Relendo o livro de Peter Benchley (leitura de adolescente da qual me lembrava pouco), redescobri um filme muito próximo do romance, o que pode ser facilmente explicado pelo fato de que o próprio autor roteirizou a obra. Benchley explica nas notas iniciais das edições posteriores a 2005 (a minha é uma brochura bem bacana lançada pela DarkSide em 2015) que os produtores David Brown e Richard D. Zanuck fizeram apenas uma exigência em seu trabalho: Tubarão, o filme, seria uma aventura, um filme de ação de A a Z – sendo assim, ele deveria cortar toda e qualquer menção a romance (extraconjugal de Ellen Brody) ou à máfia – o que não acrescentaria nada à história, de qualquer forma.

A produção de Jaws (“Mandíbulas”, na tradução literal) teve centenas de problemas e o orçamento inicial de 4 Milhões extrapolou os 9 Milhões. O robô mecatrônico do tubarão (que Spielberg chamava carinhosamente de “Bruce”, em homenagem a seu advogado) era tão sem jeito e tão problemático que em várias cenas o diretor optou por insinuar sua presença, ao invés de mostrá-lo, substituindo sua presença com a câmera rodando do ponto de vista do predador.


Essa “gambiarra cinematográfica” resultou em centenas de elogios à produção, como se ela tivesse sido pensada, desde o início, daquela maneira, por ter criado um clima de tensão muito mais forte e enervante que se o animal tivesse sido mostrado. Anos depois, Sam Raimi faria algo parecido com seu filme de estreia, “Evil Dead”, de 1981, com a câmera passeando como um predador pelo meio de uma mata sinistra, nos arredores da cabana onde seus pobres personagens encontram o Necronomicon.


Outro problema na produção de Tubarão eram as constantes discussões entre Richard Dreyfuss (que viveu o oceanógrafo Matt Hooper) e Robert Shaw (Quint, o caçador de tubarões).
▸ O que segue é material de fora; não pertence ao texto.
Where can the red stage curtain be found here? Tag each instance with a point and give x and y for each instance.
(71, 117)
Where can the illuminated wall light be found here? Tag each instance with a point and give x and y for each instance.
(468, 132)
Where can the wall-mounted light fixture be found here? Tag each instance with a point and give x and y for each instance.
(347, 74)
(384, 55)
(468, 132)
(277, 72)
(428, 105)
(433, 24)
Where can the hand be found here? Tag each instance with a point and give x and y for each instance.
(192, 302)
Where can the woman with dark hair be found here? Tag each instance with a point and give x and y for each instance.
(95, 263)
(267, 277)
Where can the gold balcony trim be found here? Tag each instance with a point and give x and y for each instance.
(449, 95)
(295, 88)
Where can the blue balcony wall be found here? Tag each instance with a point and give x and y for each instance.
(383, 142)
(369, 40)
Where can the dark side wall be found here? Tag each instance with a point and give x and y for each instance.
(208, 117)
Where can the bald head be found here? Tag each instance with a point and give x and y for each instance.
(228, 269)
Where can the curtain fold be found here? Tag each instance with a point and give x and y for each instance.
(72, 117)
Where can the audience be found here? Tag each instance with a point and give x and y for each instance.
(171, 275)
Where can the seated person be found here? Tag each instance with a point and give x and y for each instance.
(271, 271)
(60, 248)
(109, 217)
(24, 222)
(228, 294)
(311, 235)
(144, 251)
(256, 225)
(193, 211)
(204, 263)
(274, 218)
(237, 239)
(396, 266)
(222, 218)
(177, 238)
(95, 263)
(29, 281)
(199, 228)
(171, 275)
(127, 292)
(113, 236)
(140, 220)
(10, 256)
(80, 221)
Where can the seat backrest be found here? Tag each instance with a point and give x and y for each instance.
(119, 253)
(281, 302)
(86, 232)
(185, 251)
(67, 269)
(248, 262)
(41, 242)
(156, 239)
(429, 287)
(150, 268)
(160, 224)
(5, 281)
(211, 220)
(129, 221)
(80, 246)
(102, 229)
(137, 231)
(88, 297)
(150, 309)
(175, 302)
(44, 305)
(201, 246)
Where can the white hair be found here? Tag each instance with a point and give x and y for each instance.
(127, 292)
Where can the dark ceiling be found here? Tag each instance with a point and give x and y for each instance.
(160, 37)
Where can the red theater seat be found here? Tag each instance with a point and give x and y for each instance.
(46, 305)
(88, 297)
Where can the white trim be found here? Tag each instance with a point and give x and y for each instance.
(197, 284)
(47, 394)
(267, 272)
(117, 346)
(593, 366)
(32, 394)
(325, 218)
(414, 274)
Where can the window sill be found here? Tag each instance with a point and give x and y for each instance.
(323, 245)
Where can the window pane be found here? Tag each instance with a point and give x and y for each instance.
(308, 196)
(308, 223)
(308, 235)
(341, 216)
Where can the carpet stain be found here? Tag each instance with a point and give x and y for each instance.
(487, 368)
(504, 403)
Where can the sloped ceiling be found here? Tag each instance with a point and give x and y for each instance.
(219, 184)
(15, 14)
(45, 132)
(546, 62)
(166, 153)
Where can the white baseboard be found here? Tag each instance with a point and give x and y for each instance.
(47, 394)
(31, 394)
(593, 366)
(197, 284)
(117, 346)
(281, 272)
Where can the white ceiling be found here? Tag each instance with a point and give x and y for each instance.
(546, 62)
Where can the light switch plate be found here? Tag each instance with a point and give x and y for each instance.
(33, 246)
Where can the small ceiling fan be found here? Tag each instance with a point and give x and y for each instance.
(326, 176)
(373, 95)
Mais de uma vez essa pendenga entre os atores serviu para potencializar o clima entre os personagens e favorecer o filme como um efeito colateral imprevisto.


Mas o fato é que o veterano Shaw tinha tantos problemas com bebida que destruiu completamente as cenas em que conta a história de naufrágio de seu personagem Quint e de como seus companheiros haviam morrido, um a um, a seu lado, atacados por tubarões. Mas pediu uma nova chance para Spielberg no dia seguinte e a cena que vemos no filme é uma das mais impressionantes de sua carreira.

Com todos os problemas, Tubarão faturou 470 Milhões de dólares com a história do xerife de uma pequena ilha turística que precisa caçar um tubarão branco de sete metros de comprimento. O demônio do mar, bicharoco carniceiro, começa a matar logo de início, atraído por uma banhista hippie que nada nua numa madrugada quente. Os restos de seu corpo são encontrados no dia seguinte e o pânico se inicia.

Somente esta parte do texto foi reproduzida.